是否是正神不太确定,但雷霆之威肯定是熟练掌握。
而且杀死人的时候就和砍瓜切菜一样,完全没有任何感情,就像是……傅伦形容不上来。
伏灏眼神闪了闪:“就像是以往一直活在一个以杀人解决问题的环境中。”
“百姓生活虽因天灾变得痛苦无比造,但他们却很少出现以杀人解决问题的念头。他们知晓律法的残酷,也明白夺人性命的可怕,但对于扶明而言,这些全都不是问题。”
“也许他曾经生活在一个律法崩坏的世界中,才让其长成了这幅虽冷漠的模样。”
“但愿之后他不会因为觉得朕对他有威胁,反手将武器对准朕吧。”
傅伦心里一惊,身体也明显一僵。
伏灏笑道:“可不要无故觉得朕早晚会和扶明对上。说出这番话也只是觉得一旦他想要动手,朕或许会见不到第二天的太阳。”
“这是单方面的妥协。

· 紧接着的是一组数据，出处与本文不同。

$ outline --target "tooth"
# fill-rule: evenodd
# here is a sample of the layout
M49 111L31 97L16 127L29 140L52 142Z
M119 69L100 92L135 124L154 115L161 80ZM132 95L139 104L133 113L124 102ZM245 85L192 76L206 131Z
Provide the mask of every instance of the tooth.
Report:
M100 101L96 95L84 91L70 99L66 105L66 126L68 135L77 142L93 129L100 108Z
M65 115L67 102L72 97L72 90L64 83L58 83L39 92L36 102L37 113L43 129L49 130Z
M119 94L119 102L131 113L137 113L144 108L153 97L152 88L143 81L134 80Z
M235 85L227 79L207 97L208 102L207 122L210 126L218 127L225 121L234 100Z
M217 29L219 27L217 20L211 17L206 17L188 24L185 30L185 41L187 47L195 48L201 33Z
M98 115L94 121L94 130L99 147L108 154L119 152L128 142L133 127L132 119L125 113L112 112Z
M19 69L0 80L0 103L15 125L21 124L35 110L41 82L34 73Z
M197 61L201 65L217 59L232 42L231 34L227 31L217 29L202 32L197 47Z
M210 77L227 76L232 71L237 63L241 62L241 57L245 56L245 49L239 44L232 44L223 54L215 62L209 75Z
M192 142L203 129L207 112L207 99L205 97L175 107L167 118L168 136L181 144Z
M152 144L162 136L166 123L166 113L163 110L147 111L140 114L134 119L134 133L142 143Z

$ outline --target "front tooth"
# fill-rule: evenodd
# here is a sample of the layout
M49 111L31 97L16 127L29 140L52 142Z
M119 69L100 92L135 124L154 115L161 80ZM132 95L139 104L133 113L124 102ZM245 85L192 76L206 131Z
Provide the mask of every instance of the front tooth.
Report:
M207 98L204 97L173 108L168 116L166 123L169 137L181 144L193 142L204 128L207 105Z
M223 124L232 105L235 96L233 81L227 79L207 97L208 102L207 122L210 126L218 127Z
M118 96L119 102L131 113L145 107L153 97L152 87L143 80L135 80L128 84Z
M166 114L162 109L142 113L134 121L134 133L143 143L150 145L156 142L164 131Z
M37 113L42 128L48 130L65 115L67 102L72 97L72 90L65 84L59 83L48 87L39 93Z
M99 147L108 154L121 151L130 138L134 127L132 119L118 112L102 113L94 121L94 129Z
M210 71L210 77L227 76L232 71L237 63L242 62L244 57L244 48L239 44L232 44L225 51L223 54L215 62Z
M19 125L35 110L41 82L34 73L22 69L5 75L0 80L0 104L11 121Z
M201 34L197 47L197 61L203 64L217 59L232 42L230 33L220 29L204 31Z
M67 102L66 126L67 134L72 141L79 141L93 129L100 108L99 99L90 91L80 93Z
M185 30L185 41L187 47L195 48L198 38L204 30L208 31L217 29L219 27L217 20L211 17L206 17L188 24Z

”
伏灏说完后就让傅伦回去了。
他很清楚这番话最后会被傅伦转述给祝奚清。
皇庄的管家只伺候庄内的主子,可不信奉外头的帝王。
傅伦前来回复扶明这一路上所见所闻,本身就是扶明默认的。
伏灏在人走了后叹了口气道:“这从天界来的神就是不一样……”
扶明的所作所为全都被他看在眼里,但他依然没有搞明白,祝奚清是怎么让傅伦心甘情愿地奉他为主的。
能进皇庄当管家的人物,也是精挑细选出来的能人。
抛开这些,伏灏转眼又不得不面对穆家父子,和此前一并被送回的袁桐利。
前者还好,调查清楚罪名后直下大狱就是,而在处理后者的方面,就不得不去通知一下太子了。
索性太子和他想法一致,尽管已在高位许久,但仍然认为人外有人,天外有天,并没有理所当然地将被册封成郡王的扶明视为下臣。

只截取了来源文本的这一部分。